Tuesday, August 21, 2007

Iceberg’s down, surf’s up

It was an article by Maurice Chittenden in The Sunday Times that started the excitement. The article appropriately completes with the following picture and a descriptive long title: "Iceberg's down, surf's up -- riding a glacial tsunami is the coolest extreme sport." Since then the story has been picked up around the world in an ever growing numbers of new articles reporting this feat.
As Chittenden described that:
It is not the easiest of pastimes to enjoy. First you have to find a glacier about to “calve”, then wait for up to a fortnight for a house-sized iceberg to break off before catching the monstrous wake after it hits the water from 500ft high. The reward: 60 seconds of sheer exhilaration as you ride a 25ft wall of ice-cold water filled with millions of shards of razor sharp ice, mud, boulders and debris.

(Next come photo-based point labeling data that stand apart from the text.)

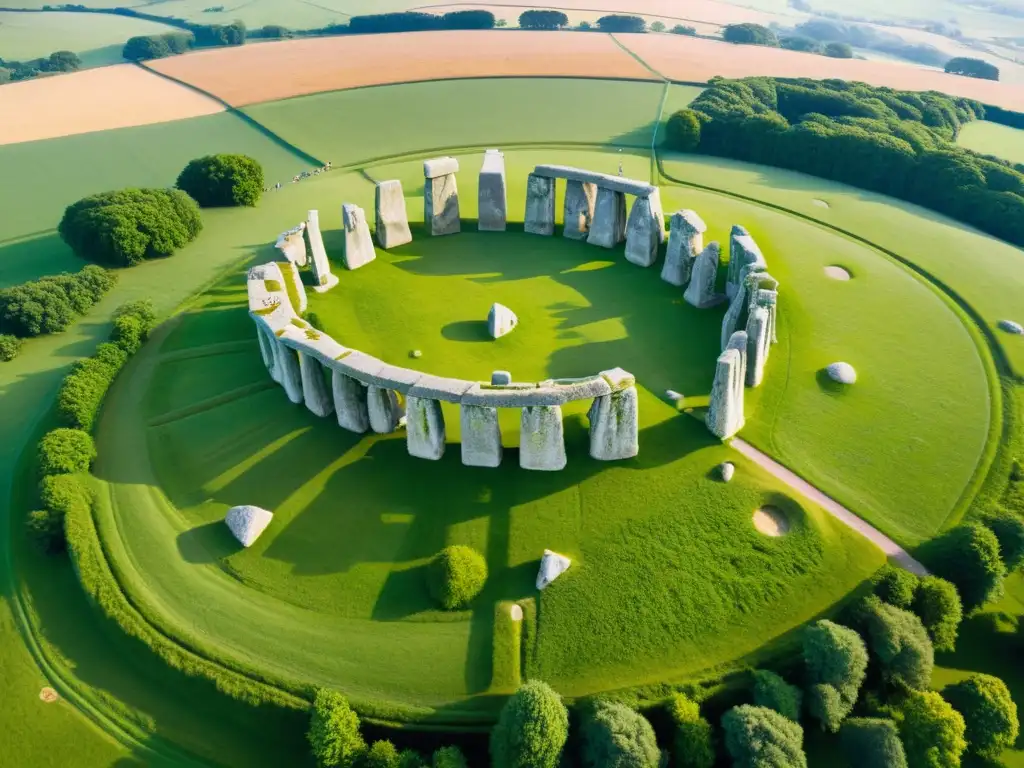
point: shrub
(756, 737)
(531, 729)
(969, 556)
(615, 736)
(66, 451)
(836, 658)
(989, 714)
(456, 576)
(692, 745)
(222, 180)
(932, 731)
(870, 742)
(334, 731)
(9, 347)
(938, 606)
(772, 691)
(126, 227)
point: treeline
(895, 142)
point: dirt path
(894, 552)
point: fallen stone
(247, 522)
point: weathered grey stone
(314, 391)
(579, 209)
(350, 402)
(501, 321)
(685, 243)
(358, 246)
(540, 217)
(424, 428)
(492, 195)
(700, 293)
(481, 436)
(614, 426)
(390, 215)
(608, 227)
(542, 438)
(385, 412)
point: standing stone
(700, 292)
(440, 197)
(493, 201)
(358, 246)
(608, 227)
(385, 412)
(579, 209)
(540, 217)
(481, 436)
(424, 428)
(390, 215)
(542, 438)
(685, 243)
(350, 402)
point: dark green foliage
(895, 586)
(334, 731)
(932, 731)
(989, 714)
(872, 742)
(543, 19)
(531, 729)
(938, 606)
(772, 691)
(758, 737)
(899, 640)
(615, 736)
(221, 180)
(456, 576)
(969, 556)
(972, 68)
(128, 226)
(65, 451)
(836, 658)
(693, 744)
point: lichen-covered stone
(540, 218)
(481, 436)
(424, 428)
(390, 215)
(542, 438)
(492, 194)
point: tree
(872, 742)
(531, 729)
(938, 606)
(334, 731)
(759, 737)
(836, 658)
(932, 731)
(772, 691)
(972, 68)
(693, 745)
(222, 180)
(456, 576)
(989, 714)
(615, 736)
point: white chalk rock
(501, 321)
(842, 373)
(247, 522)
(552, 566)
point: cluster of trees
(895, 142)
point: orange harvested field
(696, 59)
(272, 71)
(94, 100)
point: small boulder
(501, 321)
(247, 522)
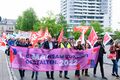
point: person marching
(49, 45)
(78, 47)
(65, 44)
(115, 65)
(87, 46)
(21, 43)
(100, 58)
(117, 48)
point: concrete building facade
(77, 11)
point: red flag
(107, 38)
(81, 28)
(92, 38)
(60, 36)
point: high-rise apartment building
(76, 11)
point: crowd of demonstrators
(115, 56)
(87, 46)
(100, 58)
(52, 43)
(65, 44)
(78, 47)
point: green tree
(97, 27)
(27, 20)
(63, 23)
(18, 25)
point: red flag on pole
(81, 28)
(60, 36)
(92, 38)
(107, 38)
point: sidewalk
(4, 70)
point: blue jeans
(115, 67)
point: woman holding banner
(21, 43)
(49, 45)
(35, 72)
(112, 56)
(87, 46)
(78, 47)
(64, 44)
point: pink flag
(34, 38)
(47, 34)
(60, 36)
(107, 38)
(92, 38)
(4, 36)
(81, 28)
(82, 38)
(2, 42)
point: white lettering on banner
(39, 57)
(68, 62)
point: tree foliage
(108, 29)
(97, 27)
(27, 20)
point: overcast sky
(13, 8)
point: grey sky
(13, 8)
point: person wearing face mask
(100, 58)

Take a look at the rewarding video here among many other places. Watching the incipience and fall of glaciers that generated huge tsunami kind of muddy waves advance across the ocean at the bottom of the glacier is truly unique. Again it's not freaque wave, but it something that every ocean wave aficionados would certainly appreciate to see it again and again. Science can probably estimate the size of wave if the size of glacier is known. But how how can anyone be certain which one and what's the size of the glacier that's going to fall? Nature is in control here, no one else can -- no matter what the size of your carbon footprint might be!